Some of the bulk results from dubious design choices. For instance, the bezel on the sides of the screen is an inch thick, and a lot of unused space surrounds the keyboard.
"Instant keys" to the left of the keyboard provide one-click control over such functions as launching the laptop's ExpressGate software, cycling between display profiles, locking the touchpad, and cycling between energy profiles. But the keys are rather small in comparison to the space they occupy, owing to the large volume wheel situated directly beneath them. The instant keys glow with a bright blue backlighting that seems impossible to turn off and can be quite distracting during movie viewing, unless you plan ahead and have a washcloth handy.
The N90SV-A2 is comfortable to work on. The full-size keyboard has plenty of key travel and a nice clicky feel. Asus even includes a nearly full-size number pad, plus the extrawide Backspace, Enter, Shift, and Ctrl keys everyone loves, and even dedicated arrow keys. The trackpad, on the other hand, seemed to have trouble detecting movement at times, even with its sensitivity cranked up. The single chrome bar button offers no clear distinction between left- and right-click, leading to occasional misclicks.

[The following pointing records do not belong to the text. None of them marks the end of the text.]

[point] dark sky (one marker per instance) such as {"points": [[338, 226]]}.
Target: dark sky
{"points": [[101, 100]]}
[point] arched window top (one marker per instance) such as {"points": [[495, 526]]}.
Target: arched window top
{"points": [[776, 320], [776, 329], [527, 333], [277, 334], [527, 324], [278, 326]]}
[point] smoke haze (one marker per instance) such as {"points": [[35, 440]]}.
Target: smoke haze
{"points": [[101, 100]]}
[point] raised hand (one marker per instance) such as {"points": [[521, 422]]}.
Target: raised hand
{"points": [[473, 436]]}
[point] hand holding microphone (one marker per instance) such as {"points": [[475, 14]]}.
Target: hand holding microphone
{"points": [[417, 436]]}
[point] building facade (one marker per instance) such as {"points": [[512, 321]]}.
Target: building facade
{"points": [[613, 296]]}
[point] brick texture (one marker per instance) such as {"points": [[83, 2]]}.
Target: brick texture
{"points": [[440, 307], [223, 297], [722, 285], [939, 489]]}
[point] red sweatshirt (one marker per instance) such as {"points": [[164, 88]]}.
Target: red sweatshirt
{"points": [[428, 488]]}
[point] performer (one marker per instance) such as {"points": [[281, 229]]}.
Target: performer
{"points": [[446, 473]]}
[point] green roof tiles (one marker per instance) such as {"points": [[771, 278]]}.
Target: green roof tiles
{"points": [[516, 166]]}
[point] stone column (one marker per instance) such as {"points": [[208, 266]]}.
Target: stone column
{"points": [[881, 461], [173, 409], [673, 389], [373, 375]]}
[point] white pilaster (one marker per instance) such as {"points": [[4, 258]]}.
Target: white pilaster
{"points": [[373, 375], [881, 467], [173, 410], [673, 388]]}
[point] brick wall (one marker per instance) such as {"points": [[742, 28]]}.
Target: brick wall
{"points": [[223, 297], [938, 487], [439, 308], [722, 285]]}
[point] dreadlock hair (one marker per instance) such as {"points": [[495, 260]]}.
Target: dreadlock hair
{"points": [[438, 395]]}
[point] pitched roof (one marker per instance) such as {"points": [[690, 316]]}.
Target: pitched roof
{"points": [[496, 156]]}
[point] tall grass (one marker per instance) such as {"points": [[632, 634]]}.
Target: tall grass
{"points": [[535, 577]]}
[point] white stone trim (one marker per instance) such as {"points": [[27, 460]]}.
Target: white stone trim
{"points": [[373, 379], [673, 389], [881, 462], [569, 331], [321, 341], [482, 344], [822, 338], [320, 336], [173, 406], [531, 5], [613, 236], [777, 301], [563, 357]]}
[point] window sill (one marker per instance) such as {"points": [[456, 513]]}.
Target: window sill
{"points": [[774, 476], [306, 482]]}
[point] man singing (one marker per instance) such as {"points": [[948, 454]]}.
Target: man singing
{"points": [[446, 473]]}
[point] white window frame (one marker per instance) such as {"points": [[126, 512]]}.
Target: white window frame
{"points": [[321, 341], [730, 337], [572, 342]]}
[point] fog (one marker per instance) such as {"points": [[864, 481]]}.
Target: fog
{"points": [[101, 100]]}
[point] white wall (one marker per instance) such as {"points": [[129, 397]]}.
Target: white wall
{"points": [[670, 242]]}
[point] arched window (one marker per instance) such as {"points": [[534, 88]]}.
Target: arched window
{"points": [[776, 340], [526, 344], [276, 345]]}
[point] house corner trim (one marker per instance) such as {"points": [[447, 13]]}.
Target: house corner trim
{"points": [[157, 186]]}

Asus supplies a multicard slot on the left (near the Blu-ray drive), and on the right an express card slot, two headphone jacks, a mic jack, and two USB ports. On the back, you get two more USB ports, HDMI, VGA, power, and gigabit ethernet; 802.11n Wi-Fi is integrated. The Altec Lansing speakers are located on the upward-sloping front edge of the laptop, so they point down at an angle to your table. Though they sound better than the speakers on most smaller notebooks, speakers on other large desktop replacement models (like the Sony VAIO VGN-AW230J/H) are better still.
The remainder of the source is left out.